When bin lorry driver Harry Clarke collapsed while driving on December 22 2014, the vehicle careered along Queen Street and into a packed George Square before colliding into the side of the Millenium Hotel, resulting in a tragic loss of life.
Fellow crewmembers in the vehicle at the time of the accident Matthew Telford, 46, and Henry Toal, 47, told the court today that they were not aware of any health condition that Clarke may have suffered from, adding that they would have informed a supervisor if they have been.
Toal stated that had he have been given training on how to drive the lorry in question, it might have allowed him to do something differently. When speaking to the solicitor general, Toal added that although it had never crossed his mind to use the handbrake, he was unable to reach it anyway.

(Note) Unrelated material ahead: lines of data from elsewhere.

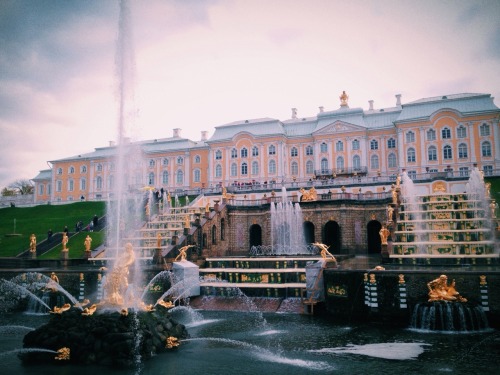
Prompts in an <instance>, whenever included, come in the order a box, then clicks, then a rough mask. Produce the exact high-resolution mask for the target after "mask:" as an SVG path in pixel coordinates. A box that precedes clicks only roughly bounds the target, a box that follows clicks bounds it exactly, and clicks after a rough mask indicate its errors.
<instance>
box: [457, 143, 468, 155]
mask: <svg viewBox="0 0 500 375" xmlns="http://www.w3.org/2000/svg"><path fill="white" fill-rule="evenodd" d="M467 157H468V155H467V145H466V144H465V143H460V144H459V145H458V158H459V159H467Z"/></svg>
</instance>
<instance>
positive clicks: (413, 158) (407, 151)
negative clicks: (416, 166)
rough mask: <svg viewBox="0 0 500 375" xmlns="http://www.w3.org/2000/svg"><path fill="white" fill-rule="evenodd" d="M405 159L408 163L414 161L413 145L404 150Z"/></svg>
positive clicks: (413, 162)
mask: <svg viewBox="0 0 500 375" xmlns="http://www.w3.org/2000/svg"><path fill="white" fill-rule="evenodd" d="M406 161H407V162H408V163H415V161H416V157H415V149H414V148H413V147H410V148H409V149H408V151H406Z"/></svg>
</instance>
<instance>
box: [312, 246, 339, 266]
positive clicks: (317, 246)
mask: <svg viewBox="0 0 500 375" xmlns="http://www.w3.org/2000/svg"><path fill="white" fill-rule="evenodd" d="M313 245H314V246H316V247H318V248H319V249H320V255H321V258H323V259H325V260H326V259H328V260H329V261H335V262H336V261H337V259H335V257H334V256H333V255H332V254H331V253H330V252H329V251H328V248H329V247H330V246H326V245H325V244H322V243H319V242H314V243H313Z"/></svg>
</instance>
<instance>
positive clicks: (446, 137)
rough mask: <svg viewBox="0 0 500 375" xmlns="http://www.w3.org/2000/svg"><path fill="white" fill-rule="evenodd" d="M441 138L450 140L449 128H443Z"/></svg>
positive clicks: (449, 130)
mask: <svg viewBox="0 0 500 375" xmlns="http://www.w3.org/2000/svg"><path fill="white" fill-rule="evenodd" d="M441 138H443V139H451V131H450V128H443V129H442V130H441Z"/></svg>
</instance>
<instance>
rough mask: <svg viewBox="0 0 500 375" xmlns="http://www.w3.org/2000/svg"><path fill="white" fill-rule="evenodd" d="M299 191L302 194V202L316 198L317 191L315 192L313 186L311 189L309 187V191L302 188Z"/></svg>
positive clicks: (314, 188) (316, 198) (313, 187)
mask: <svg viewBox="0 0 500 375" xmlns="http://www.w3.org/2000/svg"><path fill="white" fill-rule="evenodd" d="M299 191H300V192H301V194H302V196H301V197H300V200H301V201H303V202H307V201H315V200H317V199H318V193H317V192H316V189H315V188H314V186H313V187H312V188H311V189H309V191H307V190H306V189H304V188H300V190H299Z"/></svg>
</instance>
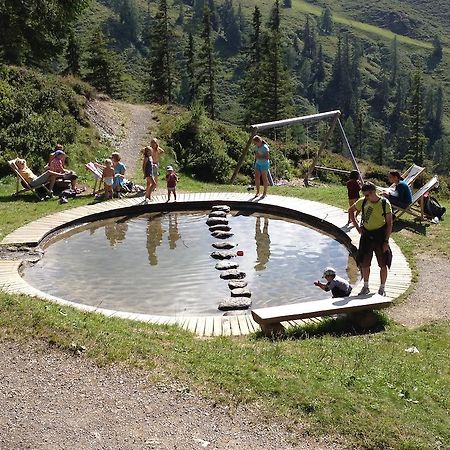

The court also heard that there were unopened bottles of beer in the vehicle. Toal stated that the first time he was made aware of the beer in the lorry was when the police spoke with him about it the day after the accident. He added that employees were sometimes given alcoholic gifts over the Christmas period.
The Crown Office declared before the inquiry was underway that it would not result in criminal prosecution, describing the incident as a tragic accident.
The inquiry, which commenced at Glasgow Sheriff Court on Wednesday 22 July, was initiated with a minute’s silence in memory of those who lost their lives in the accident, which was followed by a joint minute of agreed upon facts being read out to the courtroom.
Senior lawyers warned family members of the victims that, although it was in the public interest to show the footage, the CCTV recording of the crash might prove traumatic.
The facts included the layout of the road and area around George Square, noting that Christmas decorations and an ice rink were in place on the day of the tragedy. Both the visibility and weather at the time of the accident were deemed fine. The minute listed that the surface of the road in which the crash took place was in a good state of repair, and thus did not contribute to the impact of the crash. The facts also listed the crewmembers in the vehicle at the time of the accident, adding that there was no evidence to insinuate that the crash was a deliberate act.
Telford gave evidence yesterday and recalled the harrowing event. Telford, who was situated behind the driver’s seat, described how Clarke’s unconscious body blocked the controls to the lorry.
He explained how Clarke’s head had fallen to one side: “his whole body slumped to the left”, adding: “It didn’t seem right to me.”He described hitting and screaming at driver Harry Clarke as the vehicle ploughed through a busy George Square, with no response.
When asked if there was anything that could have been done differently, Telford replied: “I don’t think I could have done anything different but I suppose I’m always going to be asking myself that question.”
Condolences were offered to family members of the victim from Sheriff John Beckett who stated: ”I can only imagine the shock, pain and anguish, which you have suffered following your sudden and terrible loss. I extend my sympathy also to all of those who were injured and traumatised.”